The main opposition Democrat Party, which boycotted the vote, said it was gathering legal evidence to seek an annulment of the election.
About 10,000 out of nearly 94,000 polling stations were unable to open, according to the Election Commission, affecting millions of people, although it was unclear how many had planned to vote.
An angry crowd gathered outside one voting centre in the Bangkok district of Din Daeng, holding their ID cards in the air and chanting "Vote! Vote!", before storming inside. They later filed complaints with police.
"I came to vote, but they have denied my rights," said Praneet Tabtimtong, 57. "I am begging them to let me vote."

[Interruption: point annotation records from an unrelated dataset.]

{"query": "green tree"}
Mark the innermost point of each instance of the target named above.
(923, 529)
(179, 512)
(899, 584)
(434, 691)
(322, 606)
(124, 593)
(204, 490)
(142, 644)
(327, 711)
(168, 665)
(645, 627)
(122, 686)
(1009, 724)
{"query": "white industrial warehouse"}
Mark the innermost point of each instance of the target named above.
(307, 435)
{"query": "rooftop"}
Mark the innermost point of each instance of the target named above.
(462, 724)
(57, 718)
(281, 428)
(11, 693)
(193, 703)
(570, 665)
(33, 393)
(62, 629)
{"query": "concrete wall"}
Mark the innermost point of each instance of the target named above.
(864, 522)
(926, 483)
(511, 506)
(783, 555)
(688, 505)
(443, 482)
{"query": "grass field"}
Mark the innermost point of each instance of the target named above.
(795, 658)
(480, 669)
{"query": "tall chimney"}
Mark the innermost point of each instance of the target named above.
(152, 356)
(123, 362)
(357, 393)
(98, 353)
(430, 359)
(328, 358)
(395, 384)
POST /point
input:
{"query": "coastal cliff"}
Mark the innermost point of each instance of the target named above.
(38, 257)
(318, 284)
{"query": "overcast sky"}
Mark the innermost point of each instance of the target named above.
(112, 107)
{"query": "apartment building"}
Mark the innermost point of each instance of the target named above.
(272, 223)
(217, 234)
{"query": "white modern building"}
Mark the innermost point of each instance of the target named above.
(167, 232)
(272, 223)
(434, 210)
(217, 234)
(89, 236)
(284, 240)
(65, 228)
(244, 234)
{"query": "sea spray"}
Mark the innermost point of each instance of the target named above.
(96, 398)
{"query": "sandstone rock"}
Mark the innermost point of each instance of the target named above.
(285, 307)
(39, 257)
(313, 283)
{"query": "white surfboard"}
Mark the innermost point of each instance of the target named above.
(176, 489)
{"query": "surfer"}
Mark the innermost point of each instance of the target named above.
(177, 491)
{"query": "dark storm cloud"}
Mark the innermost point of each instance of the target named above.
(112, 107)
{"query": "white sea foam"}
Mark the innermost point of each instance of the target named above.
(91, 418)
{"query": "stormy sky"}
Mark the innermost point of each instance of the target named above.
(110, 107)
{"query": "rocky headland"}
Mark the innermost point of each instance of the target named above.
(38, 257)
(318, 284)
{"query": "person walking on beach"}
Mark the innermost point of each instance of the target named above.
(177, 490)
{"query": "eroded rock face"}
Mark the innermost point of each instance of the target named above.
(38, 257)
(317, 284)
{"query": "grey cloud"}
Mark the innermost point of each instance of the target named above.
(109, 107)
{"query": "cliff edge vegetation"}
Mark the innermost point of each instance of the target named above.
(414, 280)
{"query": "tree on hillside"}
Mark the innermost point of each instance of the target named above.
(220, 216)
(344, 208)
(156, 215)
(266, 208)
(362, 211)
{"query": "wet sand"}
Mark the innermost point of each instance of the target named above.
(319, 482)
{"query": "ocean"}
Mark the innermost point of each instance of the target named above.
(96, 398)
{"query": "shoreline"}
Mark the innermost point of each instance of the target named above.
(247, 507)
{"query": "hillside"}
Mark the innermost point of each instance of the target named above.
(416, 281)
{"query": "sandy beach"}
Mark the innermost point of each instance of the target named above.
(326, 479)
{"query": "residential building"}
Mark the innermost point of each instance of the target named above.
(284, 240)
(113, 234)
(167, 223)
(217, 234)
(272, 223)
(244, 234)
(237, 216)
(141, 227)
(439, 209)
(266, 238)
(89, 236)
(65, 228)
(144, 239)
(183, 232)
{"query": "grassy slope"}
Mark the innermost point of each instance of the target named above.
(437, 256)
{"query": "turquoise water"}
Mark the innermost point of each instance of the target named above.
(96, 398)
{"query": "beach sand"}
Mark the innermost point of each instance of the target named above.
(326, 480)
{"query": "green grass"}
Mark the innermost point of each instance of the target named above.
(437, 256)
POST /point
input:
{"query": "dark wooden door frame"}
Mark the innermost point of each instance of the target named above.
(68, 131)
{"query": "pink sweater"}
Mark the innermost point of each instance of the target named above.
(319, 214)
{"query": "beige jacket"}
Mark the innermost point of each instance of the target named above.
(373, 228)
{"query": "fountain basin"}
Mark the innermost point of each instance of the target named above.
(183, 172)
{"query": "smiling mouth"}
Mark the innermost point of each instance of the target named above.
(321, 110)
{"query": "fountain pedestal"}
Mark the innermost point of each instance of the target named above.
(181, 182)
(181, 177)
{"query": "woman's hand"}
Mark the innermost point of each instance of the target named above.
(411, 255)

The disruption means that even if Yingluck wins she will remain in a caretaker role with limited power over government policy until elections are held in the troubled areas, because there will not be enough MPs to convene parliament.
"Normally even if one polling station is blocked we cannot announce the result," said Election Commission member Somchai Srisutthiyakorn.
"As long as there are protests and no negotiation, then parliament cannot open."
Experts say a protracted period of political uncertainty and possible street violence could set the scene for a military or judicial coup. The army chief has repeatedly refused to rule out seizing power, while Yingluck is under investigation by an anti-corruption panel.
The protesters have vowed to keep up their fight to topple Yingluck, whatever the outcome of the polls. They want her to make way for an unelected "people's council" to oversee reforms.
"The winners will not represent the Thai people," rally leader Suthep Thaugsuban told supporters. "The winners must be Thaksin slaves."
At least 10 people have been killed and hundreds injured in clashes since the opposition rallies began.
Tensions were running high after a dramatic gun battle between rival protesters on the streets of the capital that left at least seven people wounded, but there were no reports of serious violence on election day by the time polls closed.
THAILAND GOES TO THE POLLS
- There are 49 million eligible voters for 375 constituencies. A further 125 seats are allocated based on the percentage of votes each party wins.
- Bangkok, dominated by the Democrat Party in the 2011 poll, has 33 constituencies.
- Out of 2.16 million people who registered for early voting on January 26, 440,000 were unable to vote. They will have another chance on February 23.
- In the last election in 2011, Yingluck Shinawatra's Puea Thai party won 265 seats with 48 per cent of the vote, while the Democrats got 159 seats with 35 per cent. Turnout was 75 per cent.
- The Election Commission said it expected a strong turnout in the north, northeast and central provinces, but warned of disruption to voting in Bangkok and the south.
- Another day of voting is already planned for February 23 because of the disruption to advance voting. This means a delay to the final result in some constituencies.
- Candidates were unable to register in 28 constituencies because of action by the anti-government protesters, who also blocked the delivery of voting papers to some polling stations. By-elections will have to be held there, as and when possible.
Probable delay to opening of parliament
- At least 95 per cent of the 500 lawmakers must be present for parliament to open and then proceed to the election of a prime minister. Given the delay in registering candidates in some places, the vote cannot deliver a quorum.
- Holding by-elections could take several months, especially as the constituencies that will be involved are in areas of the south of the country loyal to the Democrat Party and supportive of the present anti-government protest movement.